Two Black-Irish-American brothers from the mythical city of Albany, New York ponder their 20th century adventures from either side of the Pacific Ocean; Bob in Kyoto, Japan and Mick in Santa Barbara, California.

Monday, November 14, 2005

Confessions of a Monkey Tosser

Although I don't remember any specifics at all in re the tossed monkey caper, and although this should not be construed as an actual confession, I somehow believe it must have been me who tossed the monkey: not only because it sounds like something I'd do, and not only because you and I did such things to each other along our early way, but also because you beaned me with one of your damned alphabet blocks (those things hurt) and nobody grownup did anything about it (that I remember clearly; injustice leaves permanent scars).

The resulting window derring-do made you a family legend, in any case, for which you likely have me to thank. Good thing Aunt Dorothy came along when she did, though, to spot your tiny fingers digging into that second-story windowsill. As I say, I don't remember a thing about the monkey, though allegorically I do remember the real eggshell Humpty-Dumpty that Dad had made (before he went off to Germany, where at about that time he was taking part in the Battle of the Bulge) that was hanging on our bedroom wall... I remember so much else from that time on Mountain Street during the war years, which memories I shall delve into here from time to time as they epiphanize, for example the cranial oleomargarine escapade...

As to the tree house, some years later we had built one in the tree out back of the Post on Delaware Avenue and were so excited we begged Mom to let us stay home from school one Friday and play in it, which we did with another hookeying kid (Eddie V?), who, when he came out back to join in the aerial fun, told me that a boy had just come to our front door. I ran out there to see if it was somebody else playing hookey and found that it was goody-two-shoes John M from St. James grammar school, who had been sent by the fearsome Mother Superior Terror of God Incarnate, who devilishly suspected shenanigans on our part (both of us sick at the same time??) Actually, it was the only time we'd ever done that. We were good, if dangerous, students.

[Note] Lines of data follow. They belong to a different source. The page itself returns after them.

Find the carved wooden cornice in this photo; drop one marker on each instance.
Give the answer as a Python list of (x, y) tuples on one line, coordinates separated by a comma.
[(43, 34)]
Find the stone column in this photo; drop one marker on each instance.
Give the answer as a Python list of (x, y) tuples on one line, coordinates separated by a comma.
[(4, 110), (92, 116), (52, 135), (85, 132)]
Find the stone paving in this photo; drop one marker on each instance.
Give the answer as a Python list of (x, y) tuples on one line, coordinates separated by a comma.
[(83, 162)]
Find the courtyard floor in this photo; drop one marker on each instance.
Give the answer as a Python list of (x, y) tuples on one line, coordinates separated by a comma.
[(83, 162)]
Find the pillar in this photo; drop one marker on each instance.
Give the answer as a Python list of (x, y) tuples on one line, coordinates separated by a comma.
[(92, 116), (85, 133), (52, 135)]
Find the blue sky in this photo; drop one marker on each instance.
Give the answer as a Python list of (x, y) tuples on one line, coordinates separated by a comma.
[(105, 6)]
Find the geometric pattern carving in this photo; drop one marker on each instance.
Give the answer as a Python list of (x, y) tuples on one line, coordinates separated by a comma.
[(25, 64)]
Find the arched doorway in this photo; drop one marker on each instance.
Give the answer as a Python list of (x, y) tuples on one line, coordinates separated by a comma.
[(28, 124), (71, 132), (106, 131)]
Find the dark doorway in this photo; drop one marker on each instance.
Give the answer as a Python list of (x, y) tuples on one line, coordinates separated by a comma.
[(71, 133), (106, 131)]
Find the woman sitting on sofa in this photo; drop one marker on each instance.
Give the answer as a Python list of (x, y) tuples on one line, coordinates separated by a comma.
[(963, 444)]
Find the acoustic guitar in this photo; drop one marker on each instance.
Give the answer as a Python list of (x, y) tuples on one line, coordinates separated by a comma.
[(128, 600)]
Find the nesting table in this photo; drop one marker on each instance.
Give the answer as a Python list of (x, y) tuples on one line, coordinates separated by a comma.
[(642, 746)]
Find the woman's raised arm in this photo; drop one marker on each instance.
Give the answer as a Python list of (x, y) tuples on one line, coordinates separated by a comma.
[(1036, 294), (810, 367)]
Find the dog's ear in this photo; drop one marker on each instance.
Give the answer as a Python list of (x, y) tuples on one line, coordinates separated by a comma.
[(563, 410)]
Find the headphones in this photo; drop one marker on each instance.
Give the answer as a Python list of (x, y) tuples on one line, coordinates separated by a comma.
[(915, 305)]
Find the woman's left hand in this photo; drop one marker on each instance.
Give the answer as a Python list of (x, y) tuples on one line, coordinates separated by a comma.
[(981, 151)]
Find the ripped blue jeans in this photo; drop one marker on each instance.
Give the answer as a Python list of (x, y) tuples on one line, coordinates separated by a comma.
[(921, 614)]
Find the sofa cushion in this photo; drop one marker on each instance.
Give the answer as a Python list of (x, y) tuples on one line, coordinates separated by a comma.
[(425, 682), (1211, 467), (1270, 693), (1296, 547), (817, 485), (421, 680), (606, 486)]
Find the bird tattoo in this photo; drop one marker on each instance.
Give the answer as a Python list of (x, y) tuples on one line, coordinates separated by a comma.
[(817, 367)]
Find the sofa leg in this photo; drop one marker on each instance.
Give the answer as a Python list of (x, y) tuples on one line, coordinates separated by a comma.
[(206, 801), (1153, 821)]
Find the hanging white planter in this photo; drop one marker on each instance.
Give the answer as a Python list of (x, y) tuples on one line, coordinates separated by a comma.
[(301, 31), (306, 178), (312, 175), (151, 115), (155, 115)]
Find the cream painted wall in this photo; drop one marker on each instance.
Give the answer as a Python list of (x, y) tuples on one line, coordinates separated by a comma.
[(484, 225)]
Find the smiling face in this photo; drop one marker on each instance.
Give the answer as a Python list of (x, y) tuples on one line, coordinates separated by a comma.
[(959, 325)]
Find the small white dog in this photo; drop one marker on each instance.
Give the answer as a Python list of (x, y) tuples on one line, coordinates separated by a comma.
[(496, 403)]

I arrived breathless at the front door just as Mom at the top of the stairs was assuring unctuous John that you and I were extremely sick in bed. There was no way smarmalot John would ever cover for us. We were doomed. That whole weekend was spent in the black depths and roiling bowels of doom. Nothing much happened on Monday, though; I'd have remembered if it had been anything like the hell I expected.

Just goes to show that even in retrospect, hookey is way more memorable than school.